# Python for (open) Neuroscience

_Lecture 1.0_ - Introduction to `numpy`

Luigi Petrucco

Jean-Charles Mariani

[![Open In Colab](https://colab.research.google.com/assets/colab-badge.svg)](https://colab.research.google.com/github/vigji/python-cimec/blob/main/lectures/Lecture1.0_Numpy.ipynb)

## A note on searching info

Google every doubt that you have! [stackoverflow](https://stackoverflow.com) is a great source of information

For simple doubts and introductory explanations on `numpy` ChatGPT is an excellent source! 

## Working with libraries (/packages/modules)

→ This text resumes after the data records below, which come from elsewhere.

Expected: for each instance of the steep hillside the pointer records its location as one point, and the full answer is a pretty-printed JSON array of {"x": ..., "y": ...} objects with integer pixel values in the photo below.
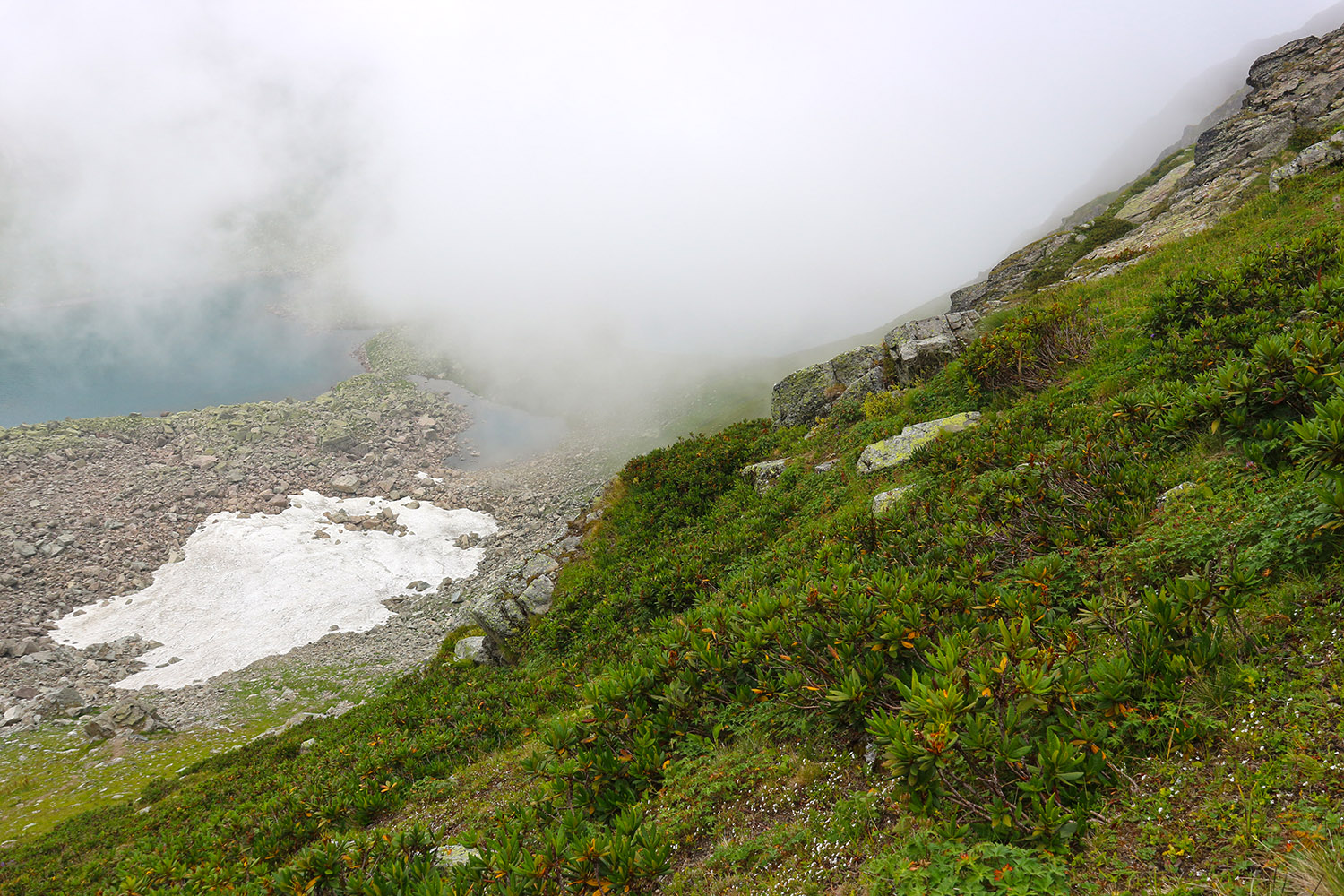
[
  {"x": 1053, "y": 606},
  {"x": 1293, "y": 99},
  {"x": 1086, "y": 645}
]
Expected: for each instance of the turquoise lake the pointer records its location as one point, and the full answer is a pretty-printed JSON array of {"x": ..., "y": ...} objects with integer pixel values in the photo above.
[{"x": 220, "y": 346}]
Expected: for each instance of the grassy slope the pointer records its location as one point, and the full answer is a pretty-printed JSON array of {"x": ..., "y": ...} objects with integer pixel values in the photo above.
[{"x": 694, "y": 711}]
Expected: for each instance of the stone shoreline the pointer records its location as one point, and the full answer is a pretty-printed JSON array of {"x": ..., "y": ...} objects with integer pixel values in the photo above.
[{"x": 89, "y": 509}]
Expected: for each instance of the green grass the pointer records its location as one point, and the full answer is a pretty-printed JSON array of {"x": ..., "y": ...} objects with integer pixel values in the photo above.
[{"x": 1066, "y": 686}]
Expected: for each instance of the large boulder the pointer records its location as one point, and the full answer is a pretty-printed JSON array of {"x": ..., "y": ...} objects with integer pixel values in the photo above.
[
  {"x": 898, "y": 449},
  {"x": 808, "y": 394},
  {"x": 884, "y": 501},
  {"x": 1150, "y": 202},
  {"x": 1010, "y": 276},
  {"x": 1327, "y": 152},
  {"x": 125, "y": 716},
  {"x": 921, "y": 349},
  {"x": 909, "y": 352}
]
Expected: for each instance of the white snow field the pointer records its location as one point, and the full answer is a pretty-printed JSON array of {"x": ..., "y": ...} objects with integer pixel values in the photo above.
[{"x": 258, "y": 586}]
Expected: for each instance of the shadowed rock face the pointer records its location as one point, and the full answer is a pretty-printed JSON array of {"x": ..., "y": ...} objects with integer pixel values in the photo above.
[
  {"x": 1300, "y": 85},
  {"x": 1011, "y": 273},
  {"x": 909, "y": 352}
]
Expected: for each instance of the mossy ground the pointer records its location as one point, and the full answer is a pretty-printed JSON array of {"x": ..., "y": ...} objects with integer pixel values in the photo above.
[{"x": 694, "y": 713}]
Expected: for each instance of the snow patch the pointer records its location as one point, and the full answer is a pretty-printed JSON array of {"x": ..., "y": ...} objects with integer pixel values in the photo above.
[{"x": 258, "y": 586}]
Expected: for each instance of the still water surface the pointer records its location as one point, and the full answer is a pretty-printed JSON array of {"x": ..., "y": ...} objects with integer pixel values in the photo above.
[{"x": 101, "y": 359}]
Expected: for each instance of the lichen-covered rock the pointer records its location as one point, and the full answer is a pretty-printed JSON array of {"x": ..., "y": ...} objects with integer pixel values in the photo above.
[
  {"x": 909, "y": 352},
  {"x": 804, "y": 395},
  {"x": 470, "y": 650},
  {"x": 125, "y": 716},
  {"x": 537, "y": 595},
  {"x": 1150, "y": 202},
  {"x": 346, "y": 484},
  {"x": 898, "y": 449},
  {"x": 1010, "y": 274},
  {"x": 924, "y": 347},
  {"x": 1327, "y": 152},
  {"x": 763, "y": 474},
  {"x": 884, "y": 501}
]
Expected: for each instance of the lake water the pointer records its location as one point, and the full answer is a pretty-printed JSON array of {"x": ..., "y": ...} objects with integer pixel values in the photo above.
[
  {"x": 220, "y": 346},
  {"x": 497, "y": 433}
]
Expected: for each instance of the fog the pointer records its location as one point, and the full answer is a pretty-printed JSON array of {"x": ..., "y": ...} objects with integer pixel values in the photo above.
[{"x": 540, "y": 183}]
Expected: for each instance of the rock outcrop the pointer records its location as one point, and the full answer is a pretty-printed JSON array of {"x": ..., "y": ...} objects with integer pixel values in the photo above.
[
  {"x": 898, "y": 449},
  {"x": 909, "y": 352},
  {"x": 1296, "y": 89},
  {"x": 1011, "y": 274},
  {"x": 503, "y": 606},
  {"x": 1327, "y": 152}
]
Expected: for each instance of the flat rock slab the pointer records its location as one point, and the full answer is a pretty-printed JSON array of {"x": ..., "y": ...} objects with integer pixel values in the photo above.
[{"x": 898, "y": 449}]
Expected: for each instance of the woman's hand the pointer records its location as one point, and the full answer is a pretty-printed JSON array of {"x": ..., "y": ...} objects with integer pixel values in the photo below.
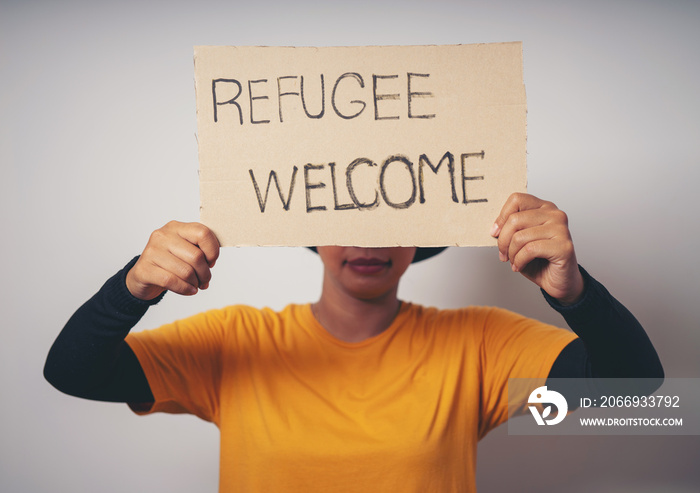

We can import external libraries using `import`:

In [None]:
import numpy
numpy.array

We can give aliases to the library we import for the sake of brevity:

In [None]:
import numpy as np
np.array

We can also import specific functions (or classes) from a library with this syntax:

In [None]:
from numpy import array
array

## The `numpy` library

High performance number crunching with Python 

C-compiled libraries make it very efficient

In [None]:
N_ELEMENTS = 1000000

In [None]:
%%timeit
a_list = list(range(N_ELEMENTS))
mean = sum(a_list) / len(a_list)  # mean

mean_subtracted = [element - mean for element in a_list]  # subtract mean

In [None]:
%%timeit
an_array = np.arange(N_ELEMENTS)
mean = np.mean(an_array)  # mean

mean_subtracted = an_array - mean  # subtract mean

### A small note on credit & citations

Many forget to do so, but remember: there's scientists behind many open-source tools, and citations are the way we can reward them in academic currency!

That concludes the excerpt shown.